Phishing scams can come from many sources, including phone calls, text messages, emails, or social media. The scammer’s goal of a phishing scam is to trick someone into volunteering sensitive personal information, including credit card numbers, account passwords, or bank account numbers.
A phishing scammer will contact you out of the blue posing as a legitimate business, like a bank, telco, or internet provider. The scammer will ask you to provide personal details to confirm your identity, usually offering a tall tale as to why they’re contacting you. Alternatively, a phishing email may direct you to a website that appears legitimate but has slightly different spelling in the web address.
Whichever way a phishing scammer receives personal information, these details will be used to perform fraudulent activities. For emails, keep an eye out for spelling or grammatical errors. Also pay close attention to the sender’s email address. Don’t click on any links or email attachments asking you to verify your details; either delete them or forward these emails to the corresponding legitimate organisation (if they have a dedicated phishing email address).

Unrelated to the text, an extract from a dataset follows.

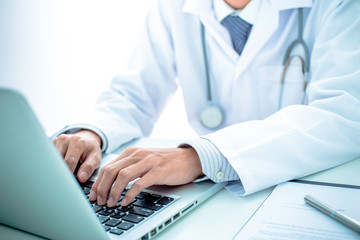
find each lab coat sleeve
[204,1,360,195]
[66,0,177,152]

You can also search for the exact phrasing of an email to identify scams online. Also keep an eye out for the padlock symbol or ‘https’ in the full website address, as legitimate websites tend to have these things, which indicates a secure site. If you’re unexpectedly contacted and asked for personal details, ask for the caller’s name and contact number, then search online to see if that contact number matches the actual contact number of the organisation you’re with. Actual representatives will understand the importance of user security and won’t mind you being diligent in calling them back, whereas phishing scammers may get upset, hang up on you, or try to convince you to stay on the call.